El ‘Sí' de María, que ahora se ve dolorosamente realizado en el cuerpo lacerado de su hijo y en la compasión de sus corazones latiendo al unísono, merece también a ella la Asunción. El Calvario ha sido, para ambos, la dolorosa matriz donde se han consumado los dolores de parto de la nueva creación. Jesús y María, varón y mujer, son el comienzo de una nueva humanidad llamada a participar de los destinos eternos.
Es en este instante, la ‘hora', –abiertas las puertas que unen el cielo con la tierra, erguido el eje que ensambla el tiempo y la eternidad- cuando Jesús, en la figura del discípulo amado, nos entrega a María como madre. “ He ahí a tu madre ”.
Madre, sí, porque tal como, en su aceptación al anuncio del ángel se dejó fecundar por el espíritu en la concepción inmaculada de una nueva raza y la gestó durante treinta y tres años hasta el parto de la Cruz, tal Dios ha querido que, por ese ‘Sí', se engendraran y gestaran, en el seno de su amor materno, todos aquellos hermanos adoptivos que habrían de acompañar a Jesús en la gloria de la eternidad.
Maestro de la vida de la Virge, Colonia, 1465-1470
Ella, por eso, está siempre presente en la vida del cristiano. Su amor materno nos acompaña continuamente, y nos quiere ayudar sobre todo en los momentos de dolor. Esos instantes privilegiados de nuestras vidas donde más cerca podemos estar de la Cruz de Jesús y, por eso, con Ella, más cerca del cielo y de la verdadera vida y felicidad. “Y el discípulo la recibió en su casa.”
La Orden del Carmelo ha querido recibir especialmente a la Virgen en su casa. Cada monasterio carmelita fiel a su vocación no es otra que la casa de María. Ella está allí como con el discípulo amado, Con las discípulas amadas. Y, por eso, en cada Carmelo, ella es la Reina, el ama de casa, la priora.
Por eso, también, según cuenta la tradición, fue la propia Santísima Virgen quien, como signo de esta consagración especial de los carmelitas, les entregó su escapulario. Llevar el escapulario es para todo carmelita el recuerdo constante de que ha aceptado recibir a María en su casa.

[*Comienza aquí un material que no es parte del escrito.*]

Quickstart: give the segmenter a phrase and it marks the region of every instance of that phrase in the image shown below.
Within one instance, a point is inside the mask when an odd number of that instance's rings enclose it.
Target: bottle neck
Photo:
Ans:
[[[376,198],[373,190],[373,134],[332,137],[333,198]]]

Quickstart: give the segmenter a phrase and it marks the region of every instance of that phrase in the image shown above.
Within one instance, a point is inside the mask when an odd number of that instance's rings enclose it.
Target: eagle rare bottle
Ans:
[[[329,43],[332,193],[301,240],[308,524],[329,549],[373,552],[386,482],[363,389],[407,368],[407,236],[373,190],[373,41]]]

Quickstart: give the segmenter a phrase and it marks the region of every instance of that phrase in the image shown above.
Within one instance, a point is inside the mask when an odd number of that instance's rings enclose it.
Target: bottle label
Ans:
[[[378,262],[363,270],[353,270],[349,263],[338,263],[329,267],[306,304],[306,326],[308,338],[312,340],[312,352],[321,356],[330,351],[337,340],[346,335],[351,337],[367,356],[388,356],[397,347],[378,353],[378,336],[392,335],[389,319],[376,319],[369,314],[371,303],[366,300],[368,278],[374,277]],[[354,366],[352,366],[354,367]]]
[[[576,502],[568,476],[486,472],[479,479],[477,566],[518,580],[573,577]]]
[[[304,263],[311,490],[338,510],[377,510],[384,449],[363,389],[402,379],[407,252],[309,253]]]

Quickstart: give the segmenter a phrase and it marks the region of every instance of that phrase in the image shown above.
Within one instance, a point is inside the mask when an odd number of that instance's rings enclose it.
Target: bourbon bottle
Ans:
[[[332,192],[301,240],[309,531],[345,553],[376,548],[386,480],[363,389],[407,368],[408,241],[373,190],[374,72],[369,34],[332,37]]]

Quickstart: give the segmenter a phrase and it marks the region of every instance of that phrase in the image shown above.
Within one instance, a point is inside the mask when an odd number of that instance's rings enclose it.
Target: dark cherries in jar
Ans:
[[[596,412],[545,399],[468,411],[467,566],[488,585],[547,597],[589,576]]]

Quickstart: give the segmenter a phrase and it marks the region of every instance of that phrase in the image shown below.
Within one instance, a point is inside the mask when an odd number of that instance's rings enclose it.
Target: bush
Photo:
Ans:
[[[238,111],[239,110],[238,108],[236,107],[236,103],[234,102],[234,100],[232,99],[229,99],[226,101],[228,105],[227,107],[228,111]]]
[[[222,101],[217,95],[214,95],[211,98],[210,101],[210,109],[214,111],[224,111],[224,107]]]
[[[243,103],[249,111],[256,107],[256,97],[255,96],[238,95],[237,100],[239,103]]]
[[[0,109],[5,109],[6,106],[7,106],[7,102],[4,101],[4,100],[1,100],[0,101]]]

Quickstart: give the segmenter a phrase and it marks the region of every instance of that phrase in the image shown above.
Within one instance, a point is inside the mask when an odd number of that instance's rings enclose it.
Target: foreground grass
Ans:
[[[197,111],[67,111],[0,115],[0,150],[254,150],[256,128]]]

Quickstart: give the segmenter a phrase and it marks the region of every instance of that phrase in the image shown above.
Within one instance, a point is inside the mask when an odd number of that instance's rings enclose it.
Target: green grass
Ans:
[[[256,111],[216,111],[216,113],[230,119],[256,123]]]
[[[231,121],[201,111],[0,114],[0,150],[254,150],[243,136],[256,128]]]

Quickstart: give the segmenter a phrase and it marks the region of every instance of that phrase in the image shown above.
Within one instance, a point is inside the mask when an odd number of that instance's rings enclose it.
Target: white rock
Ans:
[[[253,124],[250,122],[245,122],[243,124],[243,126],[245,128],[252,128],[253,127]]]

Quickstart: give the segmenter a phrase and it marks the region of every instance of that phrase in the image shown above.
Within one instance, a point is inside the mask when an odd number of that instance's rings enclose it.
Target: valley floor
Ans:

Símbolo de especial consagración a la Virgen, es, a la vez, garantía de su especial protección. Si ella cuida de todos los cristianos ¿cómo no habrá de hacerlo, con especial cariño, de aquellos que, por medio del escapulario, declaran quererla recibir en su casa?
Nuestra Señora del Carmen, ¡ruega por nosotros!